Australian fiction, on the other hand, seems mostly to be grounded strictly in the realist tradition. This passage from Kenneth Cook's Wake in Fright exemplifies a style of writing tethered to the real that can be found in writiing from Patrick White to Tim Winton.

'...he could see the plains stretching west, broken only by rare clumps of the hardy saltbush that managed to draw sustenance even here where the earth had been innocent of any trace of moisture for months...somewhere not far out in the shimmering haze was the state border, marked by a broken fence, and that further out in the heat was the silent centre of Australia, the Dead Heart.'

There are, of course, exceptions to the rule: David Malouf's An Imaginary Life is steeped in mythology, but is also steeped in the European landscape and tradition. Some of Peter Carey's novels come close to this blending of the real and magical, but the two Australian novels that stick most clearly in my mind are by Aboriginal writer's: Kim Scott's Benang and Alexis Wright's Carpentaria. Perhaps indigenous culture more readily embraces a blurring of boundaries between the real and the imagined. Perhaps the Australian writers of European descent find the bright light of the Australia sun discourages the fabulist imagination to bloom; unlike the deep, dark forests that feed the European imagination.

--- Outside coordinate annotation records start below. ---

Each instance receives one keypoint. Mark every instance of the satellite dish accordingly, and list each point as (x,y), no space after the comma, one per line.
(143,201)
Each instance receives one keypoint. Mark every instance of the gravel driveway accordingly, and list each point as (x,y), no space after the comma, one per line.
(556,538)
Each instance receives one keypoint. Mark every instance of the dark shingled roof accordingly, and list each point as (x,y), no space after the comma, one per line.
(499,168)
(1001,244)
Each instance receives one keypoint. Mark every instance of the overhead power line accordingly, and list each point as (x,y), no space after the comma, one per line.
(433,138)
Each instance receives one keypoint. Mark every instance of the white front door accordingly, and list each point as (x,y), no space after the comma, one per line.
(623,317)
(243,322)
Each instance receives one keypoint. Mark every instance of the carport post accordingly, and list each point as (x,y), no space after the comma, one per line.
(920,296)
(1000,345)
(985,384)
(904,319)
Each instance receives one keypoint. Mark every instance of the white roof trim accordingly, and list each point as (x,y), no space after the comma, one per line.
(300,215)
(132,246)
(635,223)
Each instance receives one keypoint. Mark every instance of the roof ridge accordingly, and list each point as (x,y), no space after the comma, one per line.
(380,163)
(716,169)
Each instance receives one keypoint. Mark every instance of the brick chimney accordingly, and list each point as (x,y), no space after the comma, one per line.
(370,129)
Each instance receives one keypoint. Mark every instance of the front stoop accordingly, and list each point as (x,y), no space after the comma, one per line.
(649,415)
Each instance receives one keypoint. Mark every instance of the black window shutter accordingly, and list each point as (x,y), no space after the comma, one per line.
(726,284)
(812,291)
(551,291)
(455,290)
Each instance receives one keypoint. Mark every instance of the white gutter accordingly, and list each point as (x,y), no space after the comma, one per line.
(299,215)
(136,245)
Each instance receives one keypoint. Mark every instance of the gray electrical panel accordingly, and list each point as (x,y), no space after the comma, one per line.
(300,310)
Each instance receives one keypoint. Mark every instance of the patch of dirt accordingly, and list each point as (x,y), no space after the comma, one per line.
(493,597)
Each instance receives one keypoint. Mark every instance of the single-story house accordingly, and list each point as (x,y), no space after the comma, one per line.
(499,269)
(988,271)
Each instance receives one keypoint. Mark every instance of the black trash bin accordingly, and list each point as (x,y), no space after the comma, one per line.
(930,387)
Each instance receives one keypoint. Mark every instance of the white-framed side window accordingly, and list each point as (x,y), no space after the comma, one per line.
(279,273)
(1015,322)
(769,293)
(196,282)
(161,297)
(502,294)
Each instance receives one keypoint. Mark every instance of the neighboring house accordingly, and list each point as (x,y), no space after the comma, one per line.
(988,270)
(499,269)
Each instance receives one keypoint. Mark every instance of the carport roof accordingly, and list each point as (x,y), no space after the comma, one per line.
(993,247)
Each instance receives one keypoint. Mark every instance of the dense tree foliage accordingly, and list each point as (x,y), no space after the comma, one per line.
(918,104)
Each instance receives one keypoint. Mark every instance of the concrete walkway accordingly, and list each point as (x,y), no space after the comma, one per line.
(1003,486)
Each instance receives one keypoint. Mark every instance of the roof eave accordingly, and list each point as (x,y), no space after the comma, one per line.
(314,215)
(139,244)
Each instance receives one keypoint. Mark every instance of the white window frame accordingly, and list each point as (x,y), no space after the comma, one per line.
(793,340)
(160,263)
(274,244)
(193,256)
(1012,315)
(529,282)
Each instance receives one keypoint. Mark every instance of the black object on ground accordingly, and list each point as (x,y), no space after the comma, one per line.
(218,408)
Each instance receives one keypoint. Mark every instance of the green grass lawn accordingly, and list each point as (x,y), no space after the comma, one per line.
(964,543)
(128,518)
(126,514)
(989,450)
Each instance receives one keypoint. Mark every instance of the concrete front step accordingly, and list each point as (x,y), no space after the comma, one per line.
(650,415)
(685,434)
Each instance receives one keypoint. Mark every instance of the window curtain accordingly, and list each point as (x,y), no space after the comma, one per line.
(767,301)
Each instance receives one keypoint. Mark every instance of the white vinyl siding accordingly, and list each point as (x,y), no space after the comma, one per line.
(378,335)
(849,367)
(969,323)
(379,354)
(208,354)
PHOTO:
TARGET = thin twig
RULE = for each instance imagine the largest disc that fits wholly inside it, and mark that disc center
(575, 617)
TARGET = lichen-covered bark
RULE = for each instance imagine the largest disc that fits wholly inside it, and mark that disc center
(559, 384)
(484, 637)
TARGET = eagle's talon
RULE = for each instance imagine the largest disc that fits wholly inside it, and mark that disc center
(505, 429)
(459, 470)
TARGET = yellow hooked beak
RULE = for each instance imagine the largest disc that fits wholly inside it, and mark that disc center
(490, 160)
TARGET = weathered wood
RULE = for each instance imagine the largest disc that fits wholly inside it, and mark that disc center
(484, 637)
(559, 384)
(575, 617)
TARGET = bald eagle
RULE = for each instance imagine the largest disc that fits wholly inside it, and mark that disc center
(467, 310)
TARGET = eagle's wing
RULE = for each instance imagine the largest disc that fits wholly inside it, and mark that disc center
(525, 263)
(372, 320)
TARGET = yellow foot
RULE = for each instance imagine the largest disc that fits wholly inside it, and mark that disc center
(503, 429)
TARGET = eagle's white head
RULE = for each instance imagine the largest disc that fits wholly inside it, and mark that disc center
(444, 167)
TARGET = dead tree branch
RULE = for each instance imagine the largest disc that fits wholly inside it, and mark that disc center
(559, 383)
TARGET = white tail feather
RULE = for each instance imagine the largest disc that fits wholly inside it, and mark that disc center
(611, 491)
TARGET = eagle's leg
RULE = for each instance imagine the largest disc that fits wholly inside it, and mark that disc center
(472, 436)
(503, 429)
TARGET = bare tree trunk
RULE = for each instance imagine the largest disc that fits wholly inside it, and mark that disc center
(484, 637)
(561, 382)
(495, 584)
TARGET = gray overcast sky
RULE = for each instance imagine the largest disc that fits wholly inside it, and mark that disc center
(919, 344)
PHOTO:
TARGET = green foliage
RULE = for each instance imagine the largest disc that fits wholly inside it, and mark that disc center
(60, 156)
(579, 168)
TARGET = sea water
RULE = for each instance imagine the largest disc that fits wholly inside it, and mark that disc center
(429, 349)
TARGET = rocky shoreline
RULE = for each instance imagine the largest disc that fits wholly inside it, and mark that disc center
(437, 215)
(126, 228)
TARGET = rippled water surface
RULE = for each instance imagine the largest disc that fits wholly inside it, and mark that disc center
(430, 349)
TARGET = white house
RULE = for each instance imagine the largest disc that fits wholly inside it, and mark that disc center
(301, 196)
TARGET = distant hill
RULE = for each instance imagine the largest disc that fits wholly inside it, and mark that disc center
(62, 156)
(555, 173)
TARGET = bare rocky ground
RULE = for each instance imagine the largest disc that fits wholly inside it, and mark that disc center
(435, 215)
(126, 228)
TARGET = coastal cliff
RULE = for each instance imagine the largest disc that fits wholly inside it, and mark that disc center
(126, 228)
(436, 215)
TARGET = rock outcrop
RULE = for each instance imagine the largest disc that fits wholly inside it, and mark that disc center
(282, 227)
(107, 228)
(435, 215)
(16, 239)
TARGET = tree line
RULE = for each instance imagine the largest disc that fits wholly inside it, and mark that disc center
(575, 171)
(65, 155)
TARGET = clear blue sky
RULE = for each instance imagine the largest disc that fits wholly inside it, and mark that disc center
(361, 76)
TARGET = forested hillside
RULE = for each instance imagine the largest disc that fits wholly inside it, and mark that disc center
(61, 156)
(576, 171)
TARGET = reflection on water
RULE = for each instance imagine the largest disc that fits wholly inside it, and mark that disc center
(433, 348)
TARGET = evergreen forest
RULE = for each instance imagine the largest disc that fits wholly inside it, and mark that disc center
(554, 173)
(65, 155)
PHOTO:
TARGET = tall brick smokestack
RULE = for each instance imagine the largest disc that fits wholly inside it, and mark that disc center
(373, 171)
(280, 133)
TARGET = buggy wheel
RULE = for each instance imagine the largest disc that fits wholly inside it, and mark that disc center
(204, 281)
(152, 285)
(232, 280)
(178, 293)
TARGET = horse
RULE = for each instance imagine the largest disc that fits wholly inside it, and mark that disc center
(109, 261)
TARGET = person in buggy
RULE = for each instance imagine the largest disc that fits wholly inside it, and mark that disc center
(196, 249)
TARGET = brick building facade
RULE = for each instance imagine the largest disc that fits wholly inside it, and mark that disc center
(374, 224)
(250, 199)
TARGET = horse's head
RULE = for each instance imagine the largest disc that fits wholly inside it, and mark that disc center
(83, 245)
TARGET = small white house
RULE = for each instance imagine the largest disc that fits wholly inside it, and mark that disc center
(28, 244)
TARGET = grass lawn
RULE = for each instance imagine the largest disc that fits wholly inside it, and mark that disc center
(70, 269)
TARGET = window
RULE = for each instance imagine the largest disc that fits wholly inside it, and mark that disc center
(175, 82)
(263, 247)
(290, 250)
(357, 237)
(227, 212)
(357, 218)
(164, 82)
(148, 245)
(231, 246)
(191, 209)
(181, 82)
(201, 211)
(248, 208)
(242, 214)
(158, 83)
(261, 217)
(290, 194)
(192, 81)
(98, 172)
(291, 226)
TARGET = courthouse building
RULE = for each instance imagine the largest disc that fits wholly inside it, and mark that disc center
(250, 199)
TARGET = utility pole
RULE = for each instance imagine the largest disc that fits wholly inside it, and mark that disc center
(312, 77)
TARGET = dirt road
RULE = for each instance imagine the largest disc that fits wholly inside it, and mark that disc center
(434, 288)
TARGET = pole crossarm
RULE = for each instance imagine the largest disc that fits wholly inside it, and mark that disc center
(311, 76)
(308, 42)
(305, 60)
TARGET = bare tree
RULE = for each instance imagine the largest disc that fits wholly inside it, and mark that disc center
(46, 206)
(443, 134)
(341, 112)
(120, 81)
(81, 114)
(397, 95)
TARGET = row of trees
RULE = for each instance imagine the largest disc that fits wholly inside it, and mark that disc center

The other element I find in these European stories, and I'm not sure if they are not part of the same thing, is the use of the everyman character to explore the universal; like the traditional morality tale, the characters are central, but not particularly distinguishable. Unlike the way the individual is so distinct and discrete in our stories: down to the colour of their eyes and the personal tics and quirks that define them as unique.

I'm not quite sure where I'm going with this - and I'm sure there are thorough and fascinating academic studies about the differences between 'old' and 'new' world literatures, that would make sense of these differences I am only just hinting at - but, it has set me thinking about styles of writing and the pleasures of reading, and, I for one, find a deep, dark pleasure in leaving the strictly fathomable behind.

And if you are interested in European literature, there is a great anthology edited by Aleksander Hemon that should hit the shelves this month: Best European Fiction 2010 that aims to promote emerging writers and those who have been so far neglected by English-language publishers.